This post has been updated.
HAMDEN, Conn. — Just a week after storming into Boston and knocking off third-seeded Northeastern in overtime, Cornell women’s hockey could not repeat its New England playoff magic, falling to the No. 2 seed Minnesota, 2-0.
“I’m really proud of our group,” said head coach Doug Derraugh ’91. “I thought we played a real strong team game today. And I’m proud of what we accomplished all year long … These last couple of months, this is a team that’s really come together and played real hard as a team.”
After a scoreless opening frame in which both teams appeared evenly matched, the Golden Gophers opened the scoring on a well-executed power play in the second before icing the game with an empty-netter in the third. Minnesota will advance to play either Clarkson or Wisconsin in the NCAA championship game on Sunday.
“In the first period we had a lot of odd-man opportunities and didn’t really take advantage of them,” Derraugh said. “It’s always a fine line … getting pucks in deep and sometimes we don’t recognize when we have a chance to make a strong offensive play.”

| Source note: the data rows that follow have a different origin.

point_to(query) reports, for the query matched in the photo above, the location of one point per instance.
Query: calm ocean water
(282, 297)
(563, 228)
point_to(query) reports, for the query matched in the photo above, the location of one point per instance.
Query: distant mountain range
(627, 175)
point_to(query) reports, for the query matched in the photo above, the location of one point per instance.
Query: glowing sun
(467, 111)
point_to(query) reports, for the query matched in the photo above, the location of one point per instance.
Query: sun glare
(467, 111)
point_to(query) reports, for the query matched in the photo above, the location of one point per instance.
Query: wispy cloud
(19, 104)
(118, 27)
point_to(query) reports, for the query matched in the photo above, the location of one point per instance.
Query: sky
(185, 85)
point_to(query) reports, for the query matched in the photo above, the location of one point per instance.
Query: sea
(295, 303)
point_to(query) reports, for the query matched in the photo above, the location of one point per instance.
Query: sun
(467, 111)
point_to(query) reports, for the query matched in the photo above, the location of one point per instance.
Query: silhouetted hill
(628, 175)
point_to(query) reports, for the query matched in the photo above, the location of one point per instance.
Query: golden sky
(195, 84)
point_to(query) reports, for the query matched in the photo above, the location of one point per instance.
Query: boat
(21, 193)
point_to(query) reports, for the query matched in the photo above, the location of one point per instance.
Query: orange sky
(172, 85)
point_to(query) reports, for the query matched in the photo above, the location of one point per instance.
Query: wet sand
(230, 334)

Cornell (24-6-6, 17-3-2 ECAC) kept up with Minnesota (32-5-1, 19-4-1 Big Ten) throughout most of the contest, but the Gophers’ defensive strategy was overpowering, and the Red was never able to find the right opportunity to bury the puck. Cornell mustered just 15 shots on goal in the process of being shutout — its fourth such defeat this season.
“Minnesota’s a great hockey team and they’re strong defensively, and we knew that,” said junior defender Micah Zandee-Hart. “So we knew goals weren’t going to come easy, but I think we had our fair share of opportunities, and we just couldn’t put one in the back of the net.”
Despite the loss, Cornell’s defense did an excellent job of slowing down Minnesota’s best-in-the-nation scoring offense, which normally averages over four goals per game.
“We played the way we played all year long, which is in aggressive defense,” Derraugh said. “I thought we did a pretty good job overall as a team today.”
Senior goaltender Marlène Boissonnault made 25 saves, while Minnesota netminder Alex Gulstene needed only 15 to earn the shutout.
“We analyzed their plays and whatnot,” Boissonnault said. “We gave our hearts out, that’s how we played the whole game. And it ended up shutting doors [for the Minnesota offense].”